I learned of Development and Peace while in Colombia through its support to social movements. I felt the organization’s guiding hand in many of our struggles, but I never wondered where the money that allowed for this support came from. Why did these people decide to walk with us?
When I joined the Quebec City Development and Peace group, my life changed. My future was clearer. I told myself that by the will of God, I was called upon to be a bridge that connects hearts in the North and South.
I’m also a lawyer. For me, the law is a way of making people and communities that have divergent points of view on the same issue and who cannot understand each other, come together. In my community, I act as a mediator, helping newcomers become familiar with the Canadian system. We want to integrate into Quebec society, to promote coexistence and prevent prejudices from gaining ground in our lives.
Now as President of the Diocesan Council of Quebec City, I have an opportunity to speak about my reality and that of my people, and I can say to members of Development and Peace that while sharing money is important, sharing solidarity saves lives. In fact, I feel that Development and Peace saved my life!
What does dialogue mean to you?
Through dialogue, we can find the truth. Let’s imagine that the truth is a mirror, with a number of people around it. This mirror has always been fixed to the wall, and everyone who looks into it sees the same image. However, one day, the mirror falls and breaks into many pieces. All the people who were in front of the mirror decide to take a piece. What do they see then? Does the person who took the biggest piece hold most of the truth? Are the small pieces of minor importance?
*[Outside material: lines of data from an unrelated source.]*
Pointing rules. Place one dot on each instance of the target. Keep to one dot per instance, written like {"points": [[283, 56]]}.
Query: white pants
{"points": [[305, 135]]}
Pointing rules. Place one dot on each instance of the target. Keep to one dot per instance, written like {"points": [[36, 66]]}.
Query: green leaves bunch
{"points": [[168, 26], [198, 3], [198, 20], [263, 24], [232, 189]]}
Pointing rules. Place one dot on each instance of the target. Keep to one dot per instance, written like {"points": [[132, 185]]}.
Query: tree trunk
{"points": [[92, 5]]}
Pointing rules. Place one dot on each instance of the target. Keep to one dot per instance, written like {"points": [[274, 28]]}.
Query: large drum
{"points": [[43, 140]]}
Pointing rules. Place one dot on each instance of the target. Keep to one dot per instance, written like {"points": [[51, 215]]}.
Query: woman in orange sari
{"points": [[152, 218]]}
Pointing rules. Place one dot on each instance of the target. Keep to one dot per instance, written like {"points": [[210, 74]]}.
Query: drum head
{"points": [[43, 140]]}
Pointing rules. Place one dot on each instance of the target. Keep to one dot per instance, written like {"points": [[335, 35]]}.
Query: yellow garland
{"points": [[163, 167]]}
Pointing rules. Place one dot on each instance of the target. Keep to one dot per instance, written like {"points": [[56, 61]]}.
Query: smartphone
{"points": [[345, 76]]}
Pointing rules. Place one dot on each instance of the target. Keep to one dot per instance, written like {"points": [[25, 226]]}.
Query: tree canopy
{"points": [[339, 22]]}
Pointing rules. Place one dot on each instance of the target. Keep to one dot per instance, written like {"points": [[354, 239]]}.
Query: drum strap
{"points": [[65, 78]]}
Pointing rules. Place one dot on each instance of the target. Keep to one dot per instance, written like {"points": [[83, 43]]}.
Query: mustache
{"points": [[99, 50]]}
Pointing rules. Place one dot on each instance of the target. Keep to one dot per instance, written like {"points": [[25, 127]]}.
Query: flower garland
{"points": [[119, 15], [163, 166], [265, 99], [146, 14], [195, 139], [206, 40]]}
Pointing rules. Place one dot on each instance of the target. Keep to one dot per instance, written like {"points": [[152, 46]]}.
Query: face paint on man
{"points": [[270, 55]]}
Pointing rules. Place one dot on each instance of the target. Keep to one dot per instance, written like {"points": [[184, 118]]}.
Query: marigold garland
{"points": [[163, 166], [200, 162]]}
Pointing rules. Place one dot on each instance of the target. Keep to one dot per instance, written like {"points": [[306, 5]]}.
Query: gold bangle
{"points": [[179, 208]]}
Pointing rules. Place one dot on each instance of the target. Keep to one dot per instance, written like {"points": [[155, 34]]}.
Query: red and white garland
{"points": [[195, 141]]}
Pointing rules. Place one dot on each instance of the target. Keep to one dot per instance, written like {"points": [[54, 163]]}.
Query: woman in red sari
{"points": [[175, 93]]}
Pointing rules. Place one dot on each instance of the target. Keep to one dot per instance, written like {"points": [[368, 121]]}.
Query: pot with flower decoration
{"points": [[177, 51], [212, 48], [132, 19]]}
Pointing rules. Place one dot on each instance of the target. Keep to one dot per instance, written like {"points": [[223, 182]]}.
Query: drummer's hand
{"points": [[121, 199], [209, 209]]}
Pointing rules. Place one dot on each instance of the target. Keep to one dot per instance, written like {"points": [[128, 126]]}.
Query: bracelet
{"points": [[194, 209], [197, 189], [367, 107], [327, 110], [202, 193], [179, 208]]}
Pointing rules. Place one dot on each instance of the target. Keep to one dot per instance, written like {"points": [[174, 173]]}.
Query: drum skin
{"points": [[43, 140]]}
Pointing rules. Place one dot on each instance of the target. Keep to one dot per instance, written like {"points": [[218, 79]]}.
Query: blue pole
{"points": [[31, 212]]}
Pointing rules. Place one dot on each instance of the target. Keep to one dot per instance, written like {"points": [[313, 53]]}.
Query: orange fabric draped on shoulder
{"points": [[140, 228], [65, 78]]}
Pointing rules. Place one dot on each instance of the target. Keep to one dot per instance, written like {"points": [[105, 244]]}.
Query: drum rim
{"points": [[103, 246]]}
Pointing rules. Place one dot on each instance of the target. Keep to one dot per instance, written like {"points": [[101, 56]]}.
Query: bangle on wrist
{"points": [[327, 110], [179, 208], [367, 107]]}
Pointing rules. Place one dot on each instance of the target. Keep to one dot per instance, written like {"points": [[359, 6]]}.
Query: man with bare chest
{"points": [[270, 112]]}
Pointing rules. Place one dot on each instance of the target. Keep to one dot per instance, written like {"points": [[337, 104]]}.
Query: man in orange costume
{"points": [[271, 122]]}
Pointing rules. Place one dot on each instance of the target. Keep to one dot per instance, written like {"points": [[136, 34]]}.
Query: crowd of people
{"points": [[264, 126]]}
No matter the shape or size of the segment of the mirror each person holds, all pieces are part of the same mirror, of the same truth. There are no larger or smaller truths, just as there is no single or absolute truth. To engage in dialogue is to recognize that the pieces of mirror that other people hold are also connected to the piece that I possess. Only when all the pieces are brought together can we rediscover the mirror we once knew. We must be able to recognize ourselves in the truths of others, in their piece of the mirror. That's what dialogue is all about!